Dec. 30th, 2008 09:05 pm
susanstinson: (Default)
I've been to Texas. Flew home yesterday.

Today, I got on the stepstool to get down the good teacups, and had rills of talk with a friend over hummus on toast. Then, I went with her to a community farm to pick up the weekly "winter share" that had been given to her by someone who is out of town, and so missed the pick up time. It was an adventure. We got lost twice. We didn't know what to do, but, when we finally found it, there were different categories of food listed on a blackboard and directions about how much to take of each: 1.5 pounds of green beans. Greens: lettuce, kale, chard. Choose four. Like that.
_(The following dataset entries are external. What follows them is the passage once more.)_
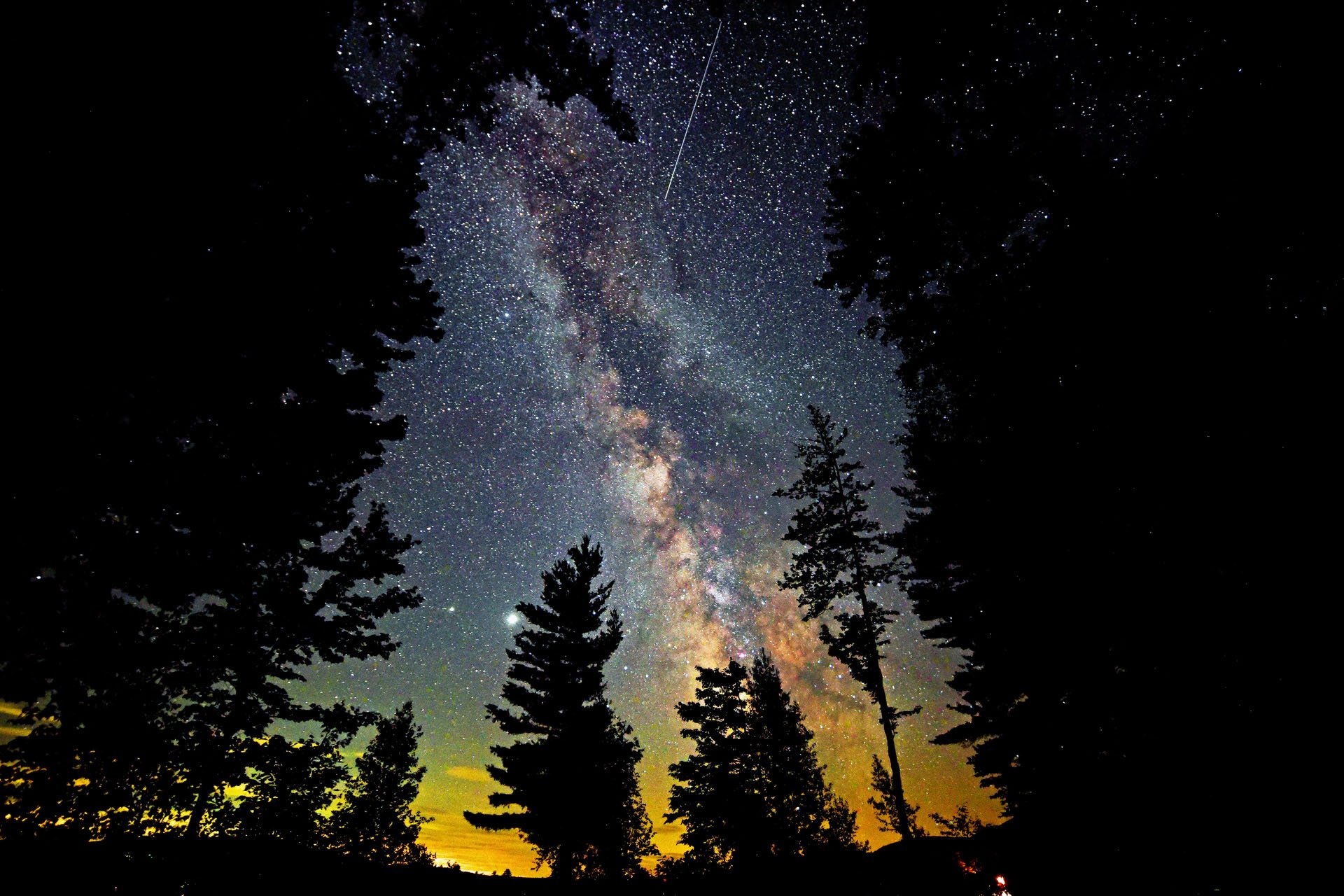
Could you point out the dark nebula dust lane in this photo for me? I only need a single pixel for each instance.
(638, 370)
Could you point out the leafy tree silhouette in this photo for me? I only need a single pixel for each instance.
(843, 564)
(192, 531)
(377, 820)
(289, 783)
(753, 793)
(573, 770)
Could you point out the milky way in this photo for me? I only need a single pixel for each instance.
(638, 370)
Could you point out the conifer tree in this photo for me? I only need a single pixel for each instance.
(377, 821)
(713, 780)
(753, 792)
(570, 777)
(885, 804)
(192, 533)
(844, 562)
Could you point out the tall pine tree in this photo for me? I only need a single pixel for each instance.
(843, 564)
(571, 774)
(191, 531)
(753, 792)
(377, 821)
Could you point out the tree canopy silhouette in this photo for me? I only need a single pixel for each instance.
(204, 391)
(1096, 238)
(571, 774)
(377, 821)
(844, 562)
(753, 793)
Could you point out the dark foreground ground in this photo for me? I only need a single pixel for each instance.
(930, 867)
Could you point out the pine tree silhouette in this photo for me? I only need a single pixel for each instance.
(841, 564)
(753, 793)
(377, 821)
(571, 774)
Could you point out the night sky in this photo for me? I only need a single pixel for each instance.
(638, 370)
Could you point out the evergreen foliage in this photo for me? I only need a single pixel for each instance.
(192, 536)
(571, 776)
(885, 804)
(843, 562)
(753, 793)
(1097, 238)
(377, 821)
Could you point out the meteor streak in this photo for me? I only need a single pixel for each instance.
(668, 191)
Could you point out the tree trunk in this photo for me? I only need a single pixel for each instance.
(888, 723)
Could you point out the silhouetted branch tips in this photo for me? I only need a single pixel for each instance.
(575, 780)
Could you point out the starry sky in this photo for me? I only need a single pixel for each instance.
(638, 370)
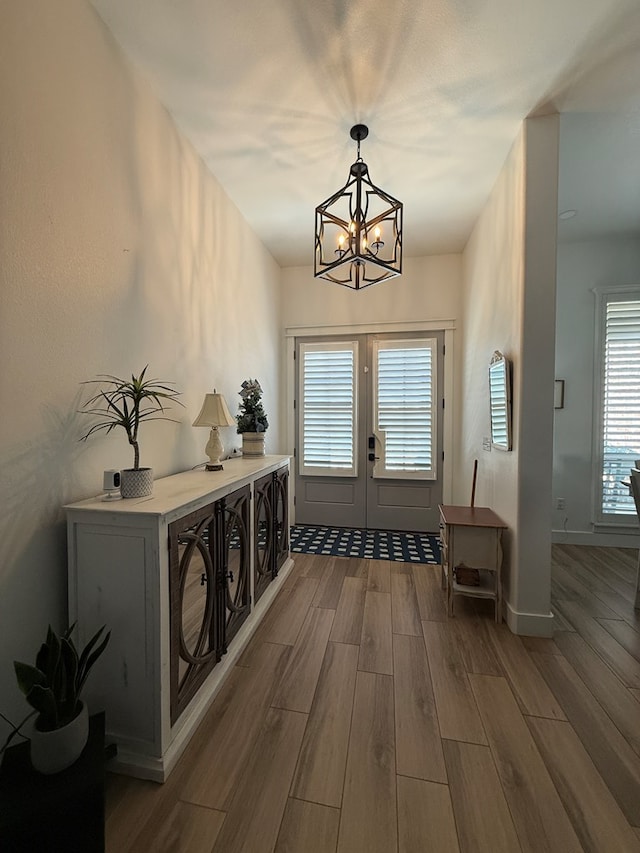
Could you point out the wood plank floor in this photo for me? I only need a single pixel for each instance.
(360, 718)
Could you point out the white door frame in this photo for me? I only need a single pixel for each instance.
(448, 326)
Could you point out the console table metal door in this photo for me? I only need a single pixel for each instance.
(472, 537)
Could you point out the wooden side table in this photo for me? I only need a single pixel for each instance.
(472, 537)
(61, 813)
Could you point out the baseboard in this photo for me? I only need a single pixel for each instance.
(529, 624)
(599, 538)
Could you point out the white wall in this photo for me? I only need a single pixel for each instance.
(118, 249)
(583, 266)
(509, 296)
(428, 289)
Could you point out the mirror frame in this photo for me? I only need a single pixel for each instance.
(500, 401)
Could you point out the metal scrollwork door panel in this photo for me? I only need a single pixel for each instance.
(236, 560)
(196, 632)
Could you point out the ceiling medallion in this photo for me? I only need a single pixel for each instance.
(358, 230)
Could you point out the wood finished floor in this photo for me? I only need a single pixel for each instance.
(361, 719)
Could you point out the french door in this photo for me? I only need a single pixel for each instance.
(369, 431)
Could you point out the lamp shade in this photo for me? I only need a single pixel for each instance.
(214, 412)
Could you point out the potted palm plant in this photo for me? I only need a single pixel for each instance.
(126, 403)
(53, 688)
(252, 420)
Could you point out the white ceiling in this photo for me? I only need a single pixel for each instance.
(267, 93)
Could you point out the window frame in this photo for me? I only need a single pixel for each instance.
(606, 520)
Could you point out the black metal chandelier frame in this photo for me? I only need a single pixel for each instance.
(350, 251)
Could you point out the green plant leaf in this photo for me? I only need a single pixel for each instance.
(43, 700)
(28, 676)
(89, 656)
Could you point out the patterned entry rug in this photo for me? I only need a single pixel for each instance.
(373, 544)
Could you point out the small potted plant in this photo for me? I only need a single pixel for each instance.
(252, 420)
(53, 688)
(126, 403)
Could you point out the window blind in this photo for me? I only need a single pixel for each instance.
(621, 403)
(327, 417)
(406, 407)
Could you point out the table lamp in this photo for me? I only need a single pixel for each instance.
(214, 413)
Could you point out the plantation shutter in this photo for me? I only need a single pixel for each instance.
(621, 402)
(405, 408)
(327, 394)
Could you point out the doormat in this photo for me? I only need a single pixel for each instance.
(370, 544)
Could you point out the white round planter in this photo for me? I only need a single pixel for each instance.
(252, 444)
(54, 751)
(136, 483)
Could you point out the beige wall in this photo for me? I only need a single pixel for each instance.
(428, 289)
(118, 249)
(583, 266)
(509, 304)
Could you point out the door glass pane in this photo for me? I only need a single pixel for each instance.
(405, 408)
(327, 394)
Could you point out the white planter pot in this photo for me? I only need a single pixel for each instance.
(54, 751)
(253, 444)
(136, 483)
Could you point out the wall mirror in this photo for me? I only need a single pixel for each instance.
(500, 401)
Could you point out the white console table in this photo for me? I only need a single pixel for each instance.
(119, 575)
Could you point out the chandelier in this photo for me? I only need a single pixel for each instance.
(358, 230)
She been told to bring bags, and shared copiuously with me, so I had two turnips, two yams, a bunch of kale, a bunch of lettuce, a huge hard round avocado (did that grow around here?), two tangerines and an orange (some kind of fruit swap?) in a big white paper shopping bag from Talbot's (est. 1947), which was meant to carry new clothes home from the store. I put her green beans in an xmas gift bag covered with little decorated trees.

When I got out of her car, the bag ripped, and the turnips and the citrus went rolling away down the street. I had to chase them. It's a slope, and the orange and one turnip looked to be heading towards the entrance to the fairground, but when I got in front of them, they rolled right to me.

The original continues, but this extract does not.